Here are the steps I take:

  1. Seduction
    Once I know what I want to do, I seduce my submissive. Sometimes I put little notes in his underwear so when he dresses after showering in the morning, he knows I'm in the mood. Often, I drop hints in e-mail. For example, I'll tell him to bring me a red candle when he arrives. Or I'll instruct him to meet me for lunch and I'll add to the e-mail, "I'll recognize you from the single red rose you are carrying for me."

  2. Strategy
    If there are children at home, I suggest you do your best to get them into bed (or at sleepovers) when you want to play. Even though you can play when they're asleep, it's freeing for both of you to have them visiting their friends that night because it allows you to be louder than usual and make use of your entire home, instead of just the bedroom.

    After a nice dinner, skip the television and entice him to where you want to play. If you have pre-lighted candles, he'll get the idea quickly. If you're wearing whatever makes you "feel like a Domme," it will assist you in getting him started.

    If playing at home isn't workable, then plan a short weekend trip or overnight, even to a local hotel. (Get one with a whirlpool in the room!)

  3. Mood
    I set the mood well before he arrives and continue it throughout the scene.

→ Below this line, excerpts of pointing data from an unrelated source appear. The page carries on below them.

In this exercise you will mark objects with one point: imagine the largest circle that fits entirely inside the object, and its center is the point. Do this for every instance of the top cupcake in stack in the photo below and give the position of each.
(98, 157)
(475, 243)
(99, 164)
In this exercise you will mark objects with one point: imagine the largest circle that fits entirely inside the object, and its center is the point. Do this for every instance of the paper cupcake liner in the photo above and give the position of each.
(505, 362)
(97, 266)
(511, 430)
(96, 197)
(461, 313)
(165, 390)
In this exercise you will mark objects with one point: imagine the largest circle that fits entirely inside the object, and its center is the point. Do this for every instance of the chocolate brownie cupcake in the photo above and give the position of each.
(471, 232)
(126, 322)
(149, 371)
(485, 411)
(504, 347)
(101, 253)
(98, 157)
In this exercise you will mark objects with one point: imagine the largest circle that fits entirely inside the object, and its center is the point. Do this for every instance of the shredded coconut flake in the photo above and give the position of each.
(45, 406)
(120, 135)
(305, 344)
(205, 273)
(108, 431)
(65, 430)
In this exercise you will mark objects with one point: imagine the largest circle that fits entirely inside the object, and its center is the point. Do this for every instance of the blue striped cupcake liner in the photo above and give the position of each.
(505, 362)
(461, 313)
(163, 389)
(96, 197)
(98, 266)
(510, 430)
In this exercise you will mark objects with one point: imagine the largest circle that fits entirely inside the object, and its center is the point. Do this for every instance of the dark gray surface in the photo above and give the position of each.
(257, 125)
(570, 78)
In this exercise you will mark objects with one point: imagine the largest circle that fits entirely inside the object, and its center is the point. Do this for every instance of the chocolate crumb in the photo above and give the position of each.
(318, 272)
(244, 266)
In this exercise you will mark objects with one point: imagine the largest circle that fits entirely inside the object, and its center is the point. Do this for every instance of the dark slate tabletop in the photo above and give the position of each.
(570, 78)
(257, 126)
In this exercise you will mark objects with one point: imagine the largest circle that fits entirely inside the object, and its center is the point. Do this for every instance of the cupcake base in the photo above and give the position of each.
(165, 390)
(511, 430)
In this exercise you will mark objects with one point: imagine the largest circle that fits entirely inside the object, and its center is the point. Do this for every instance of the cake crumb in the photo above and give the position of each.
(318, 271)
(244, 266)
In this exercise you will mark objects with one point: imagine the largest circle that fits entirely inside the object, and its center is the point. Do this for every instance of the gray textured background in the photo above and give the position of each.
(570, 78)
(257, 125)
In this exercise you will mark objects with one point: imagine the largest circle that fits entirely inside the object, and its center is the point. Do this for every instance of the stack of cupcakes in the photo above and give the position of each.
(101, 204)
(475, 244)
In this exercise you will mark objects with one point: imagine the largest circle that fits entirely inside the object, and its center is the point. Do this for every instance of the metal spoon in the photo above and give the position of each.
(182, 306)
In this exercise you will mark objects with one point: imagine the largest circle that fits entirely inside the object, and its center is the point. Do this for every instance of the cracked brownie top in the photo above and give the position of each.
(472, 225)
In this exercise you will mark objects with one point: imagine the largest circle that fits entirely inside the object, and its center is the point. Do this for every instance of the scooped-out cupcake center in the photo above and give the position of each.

From my phone calls, e-mail or written notes, he knows that something is up, but I rarely tell him exactly what it is. If I'm in the mood to be aggressively dominant, my tone in those notes and calls is extremely assertive and I might add a few well-selected key phrases so he has no doubt as to the intensity I'm going to inflict on him during our play.

    Sometimes, I'll remind him to "have his cute little ass in my bedroom" at 8:00 sharp. Other times, I'll leave him a note to "be on your knees, naked and ready" at 7:00 on the dot. The tone of those notes sets the mood and keeps his interest piqued. (Note: don't do this in e-mail where he works. It's not right and it's dangerous for both of you.)

  4. Plan Plan Plan
    There is no such thing as too much planning for me. I've been called anal, obsessive and a bit fanatical about having everything that I want where I want it. Testing batteries or buying fresh ones, making sure the digital camera is handy, putting matches next to the candles, having the evening's selection of toys laid out and handy are all hallmarks of my style. Of course, that doesn't mean I will use each of the toys as is doesn't mean I won't want one I just didn't think about beforehand. There's always room for improvisation based on what's happening between us at the moment.

  5. Play!
    Need I say more?

    Do what makes you feel good within the bounds of safe, sane, consensual and adult. Go slow, try to feel what your partner is feeling and enjoy what you are doing. This is the place that women have to learn to allow their feelings and let them shine through!

  6. Aftercare
    When you seduce a man and both help and force him to taste his own submission, recognize that you are touching his mind and his soul as well as his body. Just like you don't like a man who rolls over after sex and starts snoring when you'd rather be held or talk, it's almost cruel to dismiss your partner immediately after play. The reason you're reading this is because, I hope, there is someone you love or care deeply about and want to take to another level of intimacy. Don't fall into the trap of trying to clean everything up immediately after you're done. Hold him, pet him, reassure him (especially if he touched something emotional inside himself) and let him know that your play is play -- with a beginning, duration and end. When it's over, take care of him and let him take care of you, too.

Don't be surprised if you're both hungry and thirsty when you're done. Use that time to talk about what you just did together and use your empathy to figure out what he enjoyed or hated the most, what he'd love to or refuses to do again, what you felt good or badly about, what skills you demonstrated or need to learn and most of all, how the scene made you both feel.

Some of my best and most intense conversations with my submissive happen during those fabulous moments. Cherish them.